È altresì emerso che la pressione della mano sul foglio risulta non adeguata, per lo più troppo marcata, negli studenti che presentano difficoltà nell’impugnare correttamente la penna e in quelli che hanno una postura scorretta.

Nella scheda si è scelto di osservare anche l’operazione di copiatura dalla lavagna, vista l’alta frequenza di questo tipo di attività. Spesso, la copia risulta difficile: alcuni studenti non riescono a copiare correttamente, omettendo qualche lettera, inserendo spazi non richiesti, invertendo tra di loro alcune vocali, o scrivendo le lettere a specchio. Alcuni hanno difficoltà nel tracciare il segno, nell’orientare la scrittura, nel rappresentare il grafema.

L’analisi del ritmo di scrittura ha evidenziato delle differenze tra le due scuole. Mentre nella Scuola gli apprendenti scrivono per lo più con estrema lentezza, nel CTP il ritmo di scrittura varia da studente a studente, con delle differenze marcate. Un’eccessiva lentezza si nota soprattutto in alcuni degli apprendenti presenti in classe, che hanno dimostrato di avere grosse difficoltà nella scrittura e che necessitano di più tempo, anche nelle operazioni di copiatura dalla lavagna.

 

 

2.4. INTERAZIONE

Nella classe del CTP l’interazione fra studenti durante le attività è abbastanza consistente: parlano tra loro per aiutarsi nello svolgimento e spesso chiacchierano tra loro.

Al contrario, nella classe della Scuola l’interazione è minima. Gli studenti interagiscono solo con i compagni che già conoscono o con quelli con cui condividono la stessa lingua madre. A volte si scambiano suggerimenti riguardanti le attività, a volte sono semplici chiacchierate tra conoscenti. Per quanto riguarda le lingue utilizzate nelle interazioni (grafico n.8) la lingua utilizzata maggiormente in entrambe le classi è la lingua madre, con il 62%.

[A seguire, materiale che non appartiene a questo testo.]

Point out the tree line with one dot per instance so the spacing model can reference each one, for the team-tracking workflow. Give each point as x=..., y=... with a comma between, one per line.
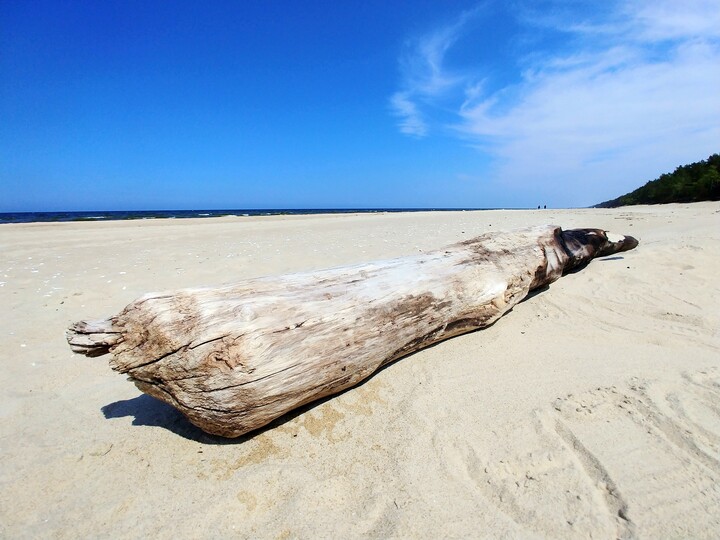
x=699, y=181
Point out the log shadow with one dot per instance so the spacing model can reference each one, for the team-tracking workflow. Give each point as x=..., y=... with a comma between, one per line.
x=150, y=411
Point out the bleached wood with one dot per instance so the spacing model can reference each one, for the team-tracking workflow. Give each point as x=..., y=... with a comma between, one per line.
x=235, y=357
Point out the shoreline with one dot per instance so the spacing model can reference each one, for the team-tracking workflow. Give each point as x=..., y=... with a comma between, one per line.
x=607, y=378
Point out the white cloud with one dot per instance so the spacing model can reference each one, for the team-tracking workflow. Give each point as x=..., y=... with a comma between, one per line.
x=636, y=95
x=411, y=122
x=425, y=78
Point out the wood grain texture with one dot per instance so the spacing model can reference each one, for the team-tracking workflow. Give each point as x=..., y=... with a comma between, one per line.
x=234, y=358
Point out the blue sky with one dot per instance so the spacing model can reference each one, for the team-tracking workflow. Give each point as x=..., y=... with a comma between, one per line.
x=269, y=104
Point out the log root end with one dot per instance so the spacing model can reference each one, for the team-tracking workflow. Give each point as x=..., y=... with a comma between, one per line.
x=93, y=338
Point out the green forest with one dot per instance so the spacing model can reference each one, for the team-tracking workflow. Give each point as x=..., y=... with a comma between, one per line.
x=698, y=181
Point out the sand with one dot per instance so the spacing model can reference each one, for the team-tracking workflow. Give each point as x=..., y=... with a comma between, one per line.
x=592, y=409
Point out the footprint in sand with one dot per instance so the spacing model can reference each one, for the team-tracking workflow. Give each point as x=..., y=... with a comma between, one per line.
x=619, y=462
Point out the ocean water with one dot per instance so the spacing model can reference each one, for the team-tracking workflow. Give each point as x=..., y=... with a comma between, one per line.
x=32, y=217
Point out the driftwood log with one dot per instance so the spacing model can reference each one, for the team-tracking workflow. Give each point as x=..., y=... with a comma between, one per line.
x=234, y=358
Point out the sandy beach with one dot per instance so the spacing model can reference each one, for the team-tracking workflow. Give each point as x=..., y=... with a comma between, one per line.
x=590, y=410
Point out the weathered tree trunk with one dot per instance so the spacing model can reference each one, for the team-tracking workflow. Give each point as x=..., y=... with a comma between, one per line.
x=233, y=358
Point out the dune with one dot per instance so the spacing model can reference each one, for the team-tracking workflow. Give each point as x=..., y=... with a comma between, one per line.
x=591, y=409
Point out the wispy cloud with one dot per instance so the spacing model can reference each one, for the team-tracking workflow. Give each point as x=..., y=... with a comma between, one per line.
x=630, y=94
x=425, y=79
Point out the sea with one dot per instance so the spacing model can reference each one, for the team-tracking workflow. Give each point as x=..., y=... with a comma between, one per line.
x=115, y=215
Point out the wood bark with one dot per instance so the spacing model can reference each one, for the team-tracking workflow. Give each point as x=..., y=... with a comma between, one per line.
x=234, y=358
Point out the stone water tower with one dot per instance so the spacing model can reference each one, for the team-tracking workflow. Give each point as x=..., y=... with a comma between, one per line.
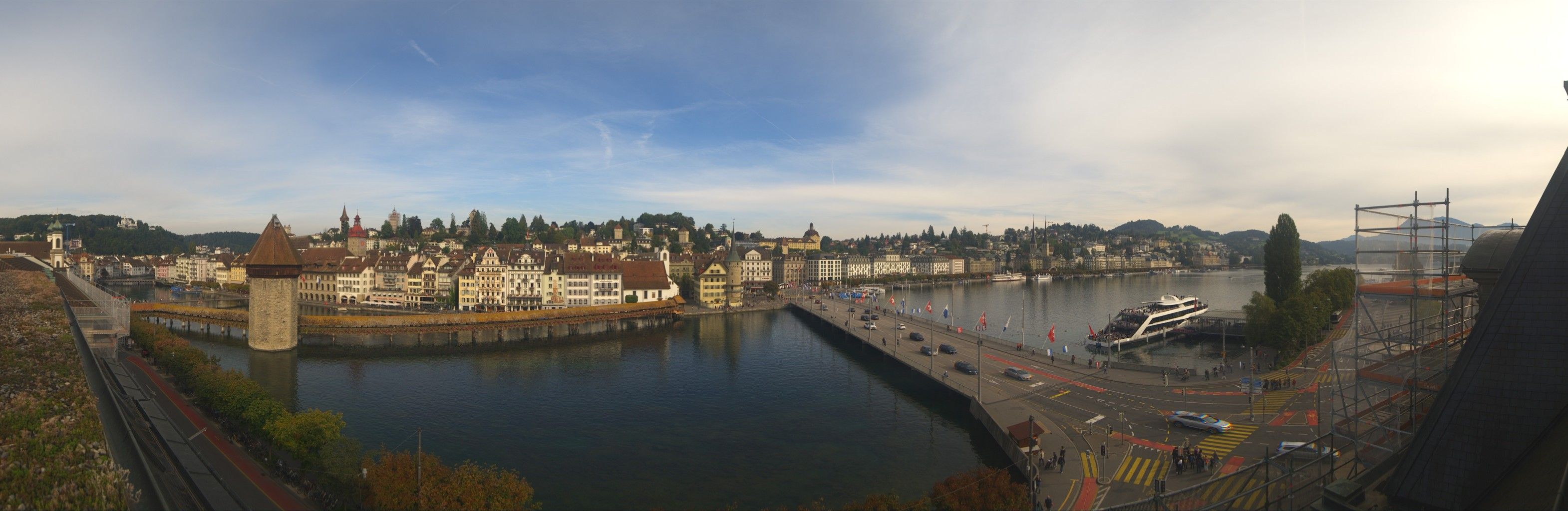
x=274, y=270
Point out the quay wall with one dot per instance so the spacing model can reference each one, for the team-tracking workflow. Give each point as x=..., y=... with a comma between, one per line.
x=991, y=419
x=425, y=330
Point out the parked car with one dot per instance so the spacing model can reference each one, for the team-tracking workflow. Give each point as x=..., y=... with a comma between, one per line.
x=1199, y=422
x=1303, y=451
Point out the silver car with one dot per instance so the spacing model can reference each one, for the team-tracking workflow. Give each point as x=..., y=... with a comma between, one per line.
x=1303, y=451
x=1199, y=422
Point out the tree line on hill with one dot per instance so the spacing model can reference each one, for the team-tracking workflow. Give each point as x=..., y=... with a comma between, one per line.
x=102, y=236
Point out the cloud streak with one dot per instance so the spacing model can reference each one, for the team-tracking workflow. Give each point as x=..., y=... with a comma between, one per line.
x=422, y=54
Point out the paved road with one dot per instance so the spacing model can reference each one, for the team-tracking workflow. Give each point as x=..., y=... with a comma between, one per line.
x=1122, y=411
x=241, y=476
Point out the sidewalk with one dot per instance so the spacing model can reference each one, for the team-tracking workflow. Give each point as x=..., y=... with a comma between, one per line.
x=245, y=480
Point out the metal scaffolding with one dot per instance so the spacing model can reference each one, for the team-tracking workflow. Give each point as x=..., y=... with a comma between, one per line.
x=1413, y=311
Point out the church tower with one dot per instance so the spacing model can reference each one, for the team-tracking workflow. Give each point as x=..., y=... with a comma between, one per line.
x=356, y=239
x=274, y=270
x=733, y=284
x=57, y=245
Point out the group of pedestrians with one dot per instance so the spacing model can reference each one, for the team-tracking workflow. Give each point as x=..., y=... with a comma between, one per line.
x=1188, y=458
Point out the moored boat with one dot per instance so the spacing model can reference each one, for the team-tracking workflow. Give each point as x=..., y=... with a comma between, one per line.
x=1007, y=276
x=1148, y=320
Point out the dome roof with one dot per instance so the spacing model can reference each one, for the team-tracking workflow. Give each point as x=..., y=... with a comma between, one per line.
x=356, y=231
x=1490, y=252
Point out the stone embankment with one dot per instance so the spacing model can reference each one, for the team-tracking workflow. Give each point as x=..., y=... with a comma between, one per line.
x=430, y=330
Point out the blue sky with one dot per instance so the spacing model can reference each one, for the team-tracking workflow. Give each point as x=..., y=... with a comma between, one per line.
x=863, y=118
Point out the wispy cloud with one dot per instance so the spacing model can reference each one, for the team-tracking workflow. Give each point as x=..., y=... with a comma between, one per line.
x=422, y=52
x=604, y=137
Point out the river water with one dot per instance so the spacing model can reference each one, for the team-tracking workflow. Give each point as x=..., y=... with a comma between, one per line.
x=1027, y=309
x=758, y=410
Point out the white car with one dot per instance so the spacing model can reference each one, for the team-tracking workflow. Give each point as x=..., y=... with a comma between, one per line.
x=1303, y=451
x=1199, y=422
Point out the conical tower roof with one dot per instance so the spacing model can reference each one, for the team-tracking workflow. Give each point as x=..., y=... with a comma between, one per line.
x=272, y=248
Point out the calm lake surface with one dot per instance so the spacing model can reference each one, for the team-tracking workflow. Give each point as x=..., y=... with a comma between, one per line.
x=750, y=411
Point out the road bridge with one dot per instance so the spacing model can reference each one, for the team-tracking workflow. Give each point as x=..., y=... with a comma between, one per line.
x=1109, y=421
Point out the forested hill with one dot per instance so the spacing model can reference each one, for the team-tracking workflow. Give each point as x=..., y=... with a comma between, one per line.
x=239, y=242
x=102, y=236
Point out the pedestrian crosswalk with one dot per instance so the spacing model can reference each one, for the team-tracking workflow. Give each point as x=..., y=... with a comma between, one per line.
x=1225, y=443
x=1233, y=487
x=1090, y=465
x=1142, y=471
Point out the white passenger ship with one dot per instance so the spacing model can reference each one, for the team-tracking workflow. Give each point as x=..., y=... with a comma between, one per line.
x=1007, y=276
x=1148, y=320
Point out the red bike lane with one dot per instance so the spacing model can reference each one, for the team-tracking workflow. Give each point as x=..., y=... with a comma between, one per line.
x=278, y=496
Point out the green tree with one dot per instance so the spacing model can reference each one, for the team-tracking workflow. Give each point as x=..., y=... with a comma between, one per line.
x=1261, y=326
x=305, y=433
x=1283, y=260
x=983, y=488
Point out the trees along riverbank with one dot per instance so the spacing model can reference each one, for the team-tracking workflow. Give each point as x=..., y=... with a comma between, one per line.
x=1291, y=312
x=52, y=447
x=314, y=440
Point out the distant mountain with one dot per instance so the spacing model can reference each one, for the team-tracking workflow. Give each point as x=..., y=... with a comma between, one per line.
x=239, y=242
x=1460, y=233
x=1141, y=228
x=101, y=234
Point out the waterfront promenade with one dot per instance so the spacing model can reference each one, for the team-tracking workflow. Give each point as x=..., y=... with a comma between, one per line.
x=1109, y=422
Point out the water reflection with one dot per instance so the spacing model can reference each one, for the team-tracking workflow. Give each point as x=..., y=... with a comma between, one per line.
x=278, y=372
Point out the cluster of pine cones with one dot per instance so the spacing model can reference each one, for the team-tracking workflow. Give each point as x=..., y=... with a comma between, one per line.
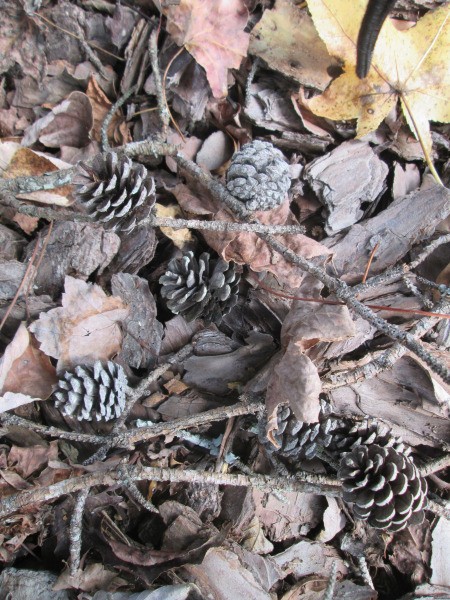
x=378, y=474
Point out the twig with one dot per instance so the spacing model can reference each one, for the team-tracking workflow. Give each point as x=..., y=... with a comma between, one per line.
x=134, y=394
x=329, y=592
x=76, y=529
x=135, y=492
x=107, y=120
x=339, y=288
x=364, y=570
x=397, y=272
x=438, y=509
x=435, y=465
x=21, y=286
x=221, y=225
x=126, y=439
x=162, y=104
x=303, y=482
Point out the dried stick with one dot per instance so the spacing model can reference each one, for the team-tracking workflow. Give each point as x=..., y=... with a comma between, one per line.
x=134, y=394
x=364, y=570
x=389, y=357
x=339, y=288
x=302, y=482
x=112, y=111
x=126, y=439
x=329, y=592
x=435, y=465
x=75, y=530
x=221, y=225
x=135, y=492
x=162, y=105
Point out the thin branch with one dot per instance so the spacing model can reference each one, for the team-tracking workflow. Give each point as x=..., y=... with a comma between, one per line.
x=302, y=482
x=112, y=111
x=339, y=288
x=76, y=529
x=133, y=395
x=160, y=96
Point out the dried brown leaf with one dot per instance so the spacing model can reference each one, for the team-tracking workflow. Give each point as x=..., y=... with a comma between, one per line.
x=85, y=328
x=295, y=381
x=25, y=369
x=215, y=37
x=68, y=124
x=246, y=247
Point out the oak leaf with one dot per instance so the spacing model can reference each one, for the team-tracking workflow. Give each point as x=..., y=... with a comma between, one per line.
x=213, y=33
x=408, y=65
x=85, y=328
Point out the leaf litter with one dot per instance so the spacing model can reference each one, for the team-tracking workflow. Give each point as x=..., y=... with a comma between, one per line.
x=201, y=396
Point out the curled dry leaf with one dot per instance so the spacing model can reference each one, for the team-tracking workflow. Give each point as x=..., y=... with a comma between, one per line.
x=24, y=162
x=85, y=328
x=68, y=124
x=215, y=37
x=295, y=381
x=25, y=370
x=246, y=247
x=287, y=40
x=411, y=65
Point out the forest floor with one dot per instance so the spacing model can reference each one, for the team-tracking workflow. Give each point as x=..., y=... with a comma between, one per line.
x=206, y=394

Fig. 8. Lingua utilizzata nelle interazioni

 

La lingua italiana, invece, viene utilizzata nella Scuola solo se richiesta dalle attività (utilizzando per il resto solo la lingua madre, e limitando così le interazioni solo ai gruppi di studenti che la hanno in comune), nel CTP anche al di fuori delle attività, per la sua funzione sociale di comunicazione, con i compagni di altre nazionalità e con l’insegnante (grafico n.9).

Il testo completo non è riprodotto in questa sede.